長期保存手段の模索を始め一ヶ月半、工房の隅には失敗の跡が積み上がり続けていた。


最初はシロップを試した。 しかし、抽出から十日も経つと、厳重に封をしても微量な水分が糖分と反応して発酵。深夜の工房に乾いた破裂音が響き、割れた容器とともに貴重なエキスが床を汚す光景をサトシは何度も目にした。


次に試したトローチ()は保存性こそ高かったが、エレナによる原価計算の結果を聞いたサトシは冷徹に首を振った。
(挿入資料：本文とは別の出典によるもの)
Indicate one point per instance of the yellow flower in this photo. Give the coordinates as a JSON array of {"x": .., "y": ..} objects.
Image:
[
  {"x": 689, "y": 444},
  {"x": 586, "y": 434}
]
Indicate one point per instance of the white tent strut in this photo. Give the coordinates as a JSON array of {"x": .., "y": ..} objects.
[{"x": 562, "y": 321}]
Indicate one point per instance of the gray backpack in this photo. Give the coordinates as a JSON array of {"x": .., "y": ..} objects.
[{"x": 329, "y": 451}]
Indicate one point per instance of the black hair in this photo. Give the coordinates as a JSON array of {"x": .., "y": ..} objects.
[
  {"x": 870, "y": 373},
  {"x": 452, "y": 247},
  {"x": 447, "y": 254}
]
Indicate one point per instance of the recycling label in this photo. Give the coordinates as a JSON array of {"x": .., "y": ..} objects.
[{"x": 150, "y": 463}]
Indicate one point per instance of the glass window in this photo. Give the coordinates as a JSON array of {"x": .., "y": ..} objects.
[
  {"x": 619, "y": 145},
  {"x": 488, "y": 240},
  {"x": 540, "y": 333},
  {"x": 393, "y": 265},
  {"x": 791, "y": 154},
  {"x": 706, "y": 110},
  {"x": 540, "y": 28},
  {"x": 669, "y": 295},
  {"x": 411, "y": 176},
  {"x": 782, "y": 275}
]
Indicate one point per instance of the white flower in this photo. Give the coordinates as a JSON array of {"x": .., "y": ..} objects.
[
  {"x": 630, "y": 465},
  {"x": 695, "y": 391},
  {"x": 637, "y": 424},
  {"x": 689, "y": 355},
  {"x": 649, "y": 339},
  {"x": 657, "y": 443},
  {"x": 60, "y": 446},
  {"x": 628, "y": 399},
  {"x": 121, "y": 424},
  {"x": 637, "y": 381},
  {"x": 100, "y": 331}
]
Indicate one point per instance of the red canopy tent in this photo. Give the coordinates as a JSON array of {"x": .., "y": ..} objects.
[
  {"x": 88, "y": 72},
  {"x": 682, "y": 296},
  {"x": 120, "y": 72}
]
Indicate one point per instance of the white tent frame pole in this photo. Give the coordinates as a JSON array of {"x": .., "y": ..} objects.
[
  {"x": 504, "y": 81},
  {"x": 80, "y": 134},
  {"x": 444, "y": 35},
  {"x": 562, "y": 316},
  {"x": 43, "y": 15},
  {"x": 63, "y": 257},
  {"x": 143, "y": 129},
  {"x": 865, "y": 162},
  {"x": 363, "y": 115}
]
「一粒作るのに銀貨半分相当の砂糖が必要? 却下だ。そんなものは王侯貴族の嗜好品でしかない。王侯貴族が壊血病にならなかろうが、一般の水夫が倒れるのなら船は動かないんだ」


サトシはそう吐き捨てると、工房の床に散らばった失敗作の残骸を無造作に踏み越えた。困惑するエレナをよそに、彼は頭の中でかつて見てきた現代の製薬技術を必死に手繰り寄せる。失敗を重ねるたびに、不可能な選択肢が削ぎ落とされ、本質へと近づいていく感覚。彼は自身の掌を見つめ、闇の中に新たな道筋を描き出すように、鋭い眼光を灯した。


「……確かに失敗続きは気が滅入る。だがここまでかかったコストは、データだ。これで方針を固めることができる。俺たちが作り上げるのは、安価で、軽く、水なしで摂取でき、一年腐らない『タブレット(錠剤)』だ!」


サトシが着目したのは、ローズヒップが持つ「乾燥への圧倒的な耐性」と、安価なデンプン、そして自身の商売の核である「高純度酒精」だった。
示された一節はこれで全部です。